Italy's proud World Cup record in danger
PARIS – Agence France-Presse
The last nine places in Russia are being settled in seven frantic days starting Nov. 9.
There are four berths up for grabs in Europe, where the eight best runners-up in the nine groups have been paired in home-and-away playoffs.
The last three of Africa's five qualifiers will be settled in the final round of group games, although Senegal and South Africa will squeeze in an extra match on Nov. 10.
There are two long-distance playoffs as New Zealand faces Peru and Australia plays Honduras.
In Europe, Italy, Greece, Switzerland and the Republic of Ireland are all seeded and play the second leg at home.
For Italy and veteran goalkeeper Gianluigi Buffon that might not be such an advantage against Sweden. The Azzurri drew at home with both Spain and Macedonia in its group.
The playoff puts Italy's proud record of World Cup participation in danger. The Azzurri are tied with Germany for most appearances by a European nation, 18. But Germany has already made sure of a 19th berth.
Italy is also the only one of the eight previous winners not yet sure of their place in this World Cup.
Italy's defense needs to beware of Sweden, the top scorer among the eight playoff teams, with 26 goals in 10 games.
Switzerland collected 27 points in its 10 group games, more than five of the nations that won their groups. Yet it came second on goal difference to Cristiano Ronaldo's Portugal.
"They're obviously the seeded team, so the pressure's more on them than us," Northern Ireland forward Jamie Ward said. "We're always great as the underdogs, so I think it was a bit of a bonus us not being seeded."
The encounter between Greece and Croatia pairs two nations that specialize in winning playoffs. If Greece wins, it will become the first European team to reach three successive World Cups through playoffs. Croatia has won all four of its qualifying playoffs for major tournaments.
Croatia has the star names with Luka Modric, Ivan Rakitic, Mario Mandzukic and Ivan Perisic, but Greece is seeded and home advantage could prove even greater as the two countries have agreed to ban away fans from the matches.

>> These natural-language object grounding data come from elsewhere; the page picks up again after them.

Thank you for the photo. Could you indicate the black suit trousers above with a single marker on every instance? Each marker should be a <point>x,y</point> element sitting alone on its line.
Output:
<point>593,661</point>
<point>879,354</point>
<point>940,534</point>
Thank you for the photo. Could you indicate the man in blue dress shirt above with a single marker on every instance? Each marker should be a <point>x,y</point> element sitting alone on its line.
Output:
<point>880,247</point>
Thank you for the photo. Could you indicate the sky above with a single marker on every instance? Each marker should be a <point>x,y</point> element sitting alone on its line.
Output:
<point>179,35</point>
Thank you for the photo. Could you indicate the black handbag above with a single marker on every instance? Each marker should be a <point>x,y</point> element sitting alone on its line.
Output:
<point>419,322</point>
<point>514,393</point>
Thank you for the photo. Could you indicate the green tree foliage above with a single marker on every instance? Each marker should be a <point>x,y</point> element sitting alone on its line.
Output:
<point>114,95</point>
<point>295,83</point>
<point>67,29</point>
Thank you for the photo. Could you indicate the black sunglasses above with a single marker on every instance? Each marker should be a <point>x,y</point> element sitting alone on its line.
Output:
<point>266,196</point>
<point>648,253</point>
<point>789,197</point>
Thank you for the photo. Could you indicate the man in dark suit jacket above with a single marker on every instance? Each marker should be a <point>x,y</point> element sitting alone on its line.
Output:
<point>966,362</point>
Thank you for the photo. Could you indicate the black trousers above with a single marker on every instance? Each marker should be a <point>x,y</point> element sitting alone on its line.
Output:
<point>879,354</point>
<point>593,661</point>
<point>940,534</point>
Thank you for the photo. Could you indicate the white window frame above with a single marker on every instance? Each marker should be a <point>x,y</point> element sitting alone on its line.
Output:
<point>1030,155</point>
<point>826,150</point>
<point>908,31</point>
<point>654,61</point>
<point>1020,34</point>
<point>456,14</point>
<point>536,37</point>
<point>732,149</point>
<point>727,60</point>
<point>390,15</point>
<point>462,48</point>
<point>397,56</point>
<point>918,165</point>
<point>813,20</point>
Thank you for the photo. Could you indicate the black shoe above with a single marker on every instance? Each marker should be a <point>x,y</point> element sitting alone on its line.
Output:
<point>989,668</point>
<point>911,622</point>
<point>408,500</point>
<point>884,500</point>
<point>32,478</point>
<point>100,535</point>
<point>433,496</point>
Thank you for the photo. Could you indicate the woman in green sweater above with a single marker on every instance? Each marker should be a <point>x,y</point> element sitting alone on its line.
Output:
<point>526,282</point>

The Republic of Ireland, which takes on Denmark, have a chequered history with playoffs. This is its eighth overall, a European record. It has won three and lost four, including the notorious game in France in 2009 when Thierry Henry's handball set up the extra-time goal that eliminated the Irish.
"When there's been big questions put to the players, they've come up with the answers." Irish assistant manager Roy Keane said.
The Danish danger man is Tottenham's Christian Eriksen who has scored in each of his last six appearances for his nation.
"Denmark has a lot of skilful players, good options going forward and Eriksen is a really big player for them," Keane said.
In Africa, Nigeria and Egypt have booked their tickets but three of the five group winners are still to be decided.
In Group A, Tunisia is almost there. It leads Congo by three points and faces last-place Libya at home. The Carthage Eagles could even qualify if they lose and Congo beats Guinea in Kinshasa, provided both games are low-scoring and decided by just one goal.
Group C is finely balanced. Morocco travels to Abidjan for a game that will decide who qualifies. Ivory Coast has home advantage but Morocco has a one-point edge in the table and will qualify with a draw.
"We need a team that will go to war and every player to be ready to give 200 percent," said Ivory Coast manager Marc Wilmots.
In Group D, Senegal leads by two points and plays South Africa home and away, needing two points to be absolutely sure. Senegal's likely progress has been delayed because its defeat in South Africa last November was scrubbed out. That match was decided by a bizarre penalty which led to a life ban for the referee, Joseph Lamptey.
The four teams competing for the two remaining places will have to go the extra kilometer.
Australia, which has already squeezed through one tense playoff against Syria, takes on Honduras, which edged the United States to finish fourth in its region.
The first leg is in San Pedro Sula, then the teams must cross the Pacific for the second leg, nearly 14,000 kilometers away in Sydney.
New Zealand, which won the 11-nation Oceania group, and Peru, which finished fifth in the South American group, will be flying the other way.
Their first leg is in Wellington, the second, in Lima late Nov. 15, will bring the long qualifying process to a close.